MSc. data science students write project assignment at Rooftop

The project team investigates how well weakly supervised machine learning, selects and labels relevant information from court sentences, which are of importance for being able to predict the verditcs for a given indictment.

The data science assignment is to identify relevant indictment information from a large sample of court sentences. More specific, we use Snorkel ( to select relevant entities (ex. accused, drugs, the quantity of drug) and entity-relations (ex.
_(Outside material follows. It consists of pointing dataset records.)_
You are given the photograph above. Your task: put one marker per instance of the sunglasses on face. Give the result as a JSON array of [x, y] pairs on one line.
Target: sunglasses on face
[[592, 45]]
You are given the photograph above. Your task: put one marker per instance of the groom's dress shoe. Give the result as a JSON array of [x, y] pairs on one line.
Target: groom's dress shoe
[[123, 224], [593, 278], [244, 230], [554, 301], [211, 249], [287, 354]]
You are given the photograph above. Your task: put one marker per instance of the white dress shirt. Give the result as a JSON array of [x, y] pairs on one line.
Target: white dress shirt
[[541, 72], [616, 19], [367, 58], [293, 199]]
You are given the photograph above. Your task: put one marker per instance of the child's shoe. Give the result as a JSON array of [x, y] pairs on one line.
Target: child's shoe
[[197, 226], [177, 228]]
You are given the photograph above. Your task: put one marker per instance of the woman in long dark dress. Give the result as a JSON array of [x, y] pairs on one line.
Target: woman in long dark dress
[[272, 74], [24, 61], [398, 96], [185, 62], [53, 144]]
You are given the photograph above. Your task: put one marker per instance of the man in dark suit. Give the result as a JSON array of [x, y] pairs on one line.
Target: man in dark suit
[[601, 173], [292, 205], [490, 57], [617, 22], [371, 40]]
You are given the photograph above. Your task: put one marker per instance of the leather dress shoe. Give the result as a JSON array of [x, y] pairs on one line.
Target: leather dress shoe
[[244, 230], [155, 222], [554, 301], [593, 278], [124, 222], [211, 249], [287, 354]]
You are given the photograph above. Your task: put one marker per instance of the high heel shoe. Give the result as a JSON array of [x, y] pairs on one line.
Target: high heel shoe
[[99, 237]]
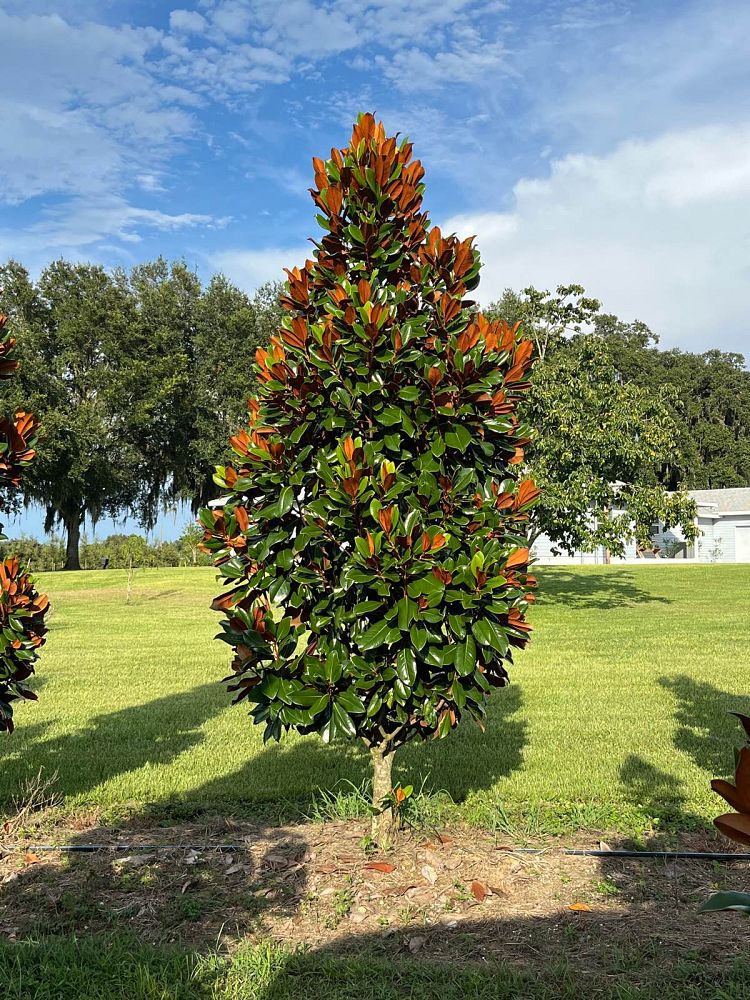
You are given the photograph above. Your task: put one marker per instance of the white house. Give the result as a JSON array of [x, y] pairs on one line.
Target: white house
[[723, 519]]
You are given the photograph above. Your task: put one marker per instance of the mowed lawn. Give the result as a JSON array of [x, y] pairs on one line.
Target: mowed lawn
[[618, 710]]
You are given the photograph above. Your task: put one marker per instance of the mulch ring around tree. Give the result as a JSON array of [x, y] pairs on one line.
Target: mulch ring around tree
[[459, 895]]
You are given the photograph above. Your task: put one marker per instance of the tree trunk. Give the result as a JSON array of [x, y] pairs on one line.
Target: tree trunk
[[73, 532], [383, 822]]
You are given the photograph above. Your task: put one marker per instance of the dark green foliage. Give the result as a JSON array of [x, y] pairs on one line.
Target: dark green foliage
[[373, 533], [22, 608]]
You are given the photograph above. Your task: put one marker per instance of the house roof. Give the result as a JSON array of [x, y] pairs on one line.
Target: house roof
[[724, 501]]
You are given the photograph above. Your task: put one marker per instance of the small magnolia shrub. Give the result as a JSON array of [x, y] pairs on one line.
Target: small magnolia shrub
[[22, 609], [372, 532], [735, 825]]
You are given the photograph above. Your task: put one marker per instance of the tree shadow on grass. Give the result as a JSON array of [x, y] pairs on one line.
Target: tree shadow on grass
[[658, 795], [467, 761], [705, 729], [112, 744], [616, 588]]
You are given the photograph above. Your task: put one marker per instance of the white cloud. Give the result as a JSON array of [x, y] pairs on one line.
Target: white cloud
[[188, 21], [74, 225], [251, 268], [657, 230]]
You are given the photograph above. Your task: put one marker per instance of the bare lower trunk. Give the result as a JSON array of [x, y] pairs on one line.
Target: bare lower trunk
[[383, 821], [73, 532]]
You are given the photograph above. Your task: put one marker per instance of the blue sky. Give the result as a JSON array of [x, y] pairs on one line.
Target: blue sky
[[598, 141]]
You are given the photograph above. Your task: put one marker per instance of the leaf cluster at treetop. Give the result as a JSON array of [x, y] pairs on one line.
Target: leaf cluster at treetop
[[373, 532]]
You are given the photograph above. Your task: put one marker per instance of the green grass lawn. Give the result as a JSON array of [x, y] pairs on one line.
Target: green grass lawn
[[617, 711], [119, 968]]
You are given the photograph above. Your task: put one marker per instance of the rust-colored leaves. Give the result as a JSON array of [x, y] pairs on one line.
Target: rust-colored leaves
[[736, 825]]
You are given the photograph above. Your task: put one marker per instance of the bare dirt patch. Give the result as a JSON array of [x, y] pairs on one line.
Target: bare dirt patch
[[460, 894]]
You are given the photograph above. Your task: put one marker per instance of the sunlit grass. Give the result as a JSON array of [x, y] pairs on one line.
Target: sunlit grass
[[617, 711]]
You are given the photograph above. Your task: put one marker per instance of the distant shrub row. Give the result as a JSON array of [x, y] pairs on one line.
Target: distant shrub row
[[120, 550]]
The wordings like ‘the accused passed on the drugs against payment’), which are relevant information for being able to predict the outcome of a verdict.

We have already OCR’ed court sentences publicized by the national prosecution authority in Denmark, and structured and labeled the most important data, but nowhere the severity of the indictments is explicitly stated.
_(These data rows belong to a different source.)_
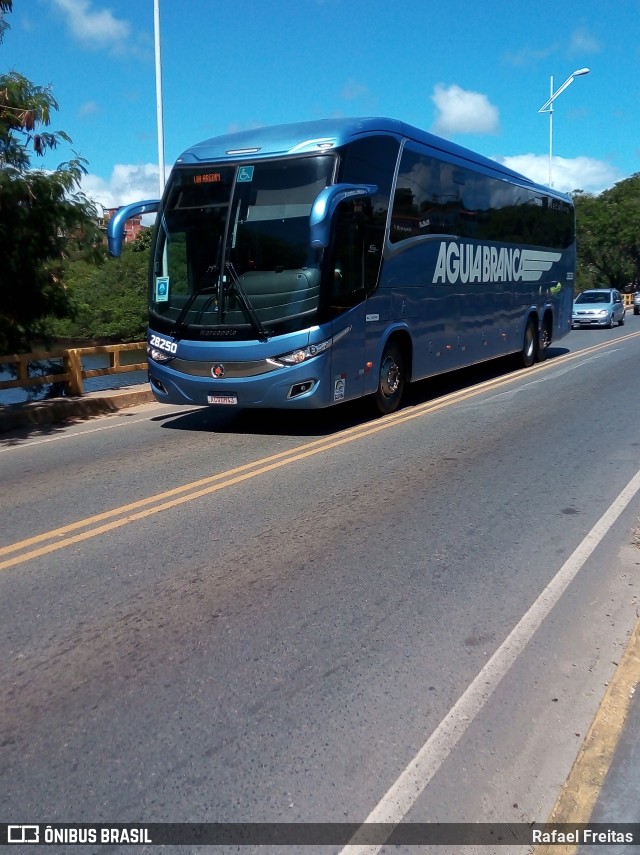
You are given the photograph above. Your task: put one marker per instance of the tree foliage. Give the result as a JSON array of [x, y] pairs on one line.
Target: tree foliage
[[44, 216], [110, 301], [608, 233]]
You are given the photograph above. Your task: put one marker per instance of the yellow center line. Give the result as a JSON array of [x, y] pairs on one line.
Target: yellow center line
[[62, 537]]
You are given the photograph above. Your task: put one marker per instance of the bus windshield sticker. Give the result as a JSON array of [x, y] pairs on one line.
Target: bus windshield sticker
[[245, 173], [162, 289]]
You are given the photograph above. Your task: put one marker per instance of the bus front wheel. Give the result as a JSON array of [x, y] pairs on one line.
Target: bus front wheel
[[391, 379]]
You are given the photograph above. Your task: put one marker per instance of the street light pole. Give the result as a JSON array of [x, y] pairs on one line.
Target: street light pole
[[547, 107], [156, 31]]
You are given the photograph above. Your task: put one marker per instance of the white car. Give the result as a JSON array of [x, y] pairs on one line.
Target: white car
[[598, 307]]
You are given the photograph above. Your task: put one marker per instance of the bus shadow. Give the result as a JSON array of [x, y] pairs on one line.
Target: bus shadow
[[319, 423]]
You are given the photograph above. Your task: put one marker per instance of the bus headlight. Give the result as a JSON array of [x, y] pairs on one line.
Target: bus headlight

Out of the national prosecution authority’s published court sentences, we look at 1300 Danish City court sentences representing violation of 259 different paragraphs.

The first step is to categorize the severity of the verdicts. Secondly, we identify wordings in the indictment which is correlated with the severity and length of the verdict for the different types of crime. 

Also, the assignment is to identify, train and test the best model for prediction, then to apply Explainable AI to get insights on which terms in the indictments are the most informative, when it comes to predicting outcomes. We engage with a legal expert to verify the approach and to ensure intuitive and correct results.

We offer Frederik Andersen a steep learning curve – in all dimensions, and are excited to be able to contribute with a data science real-life-experience.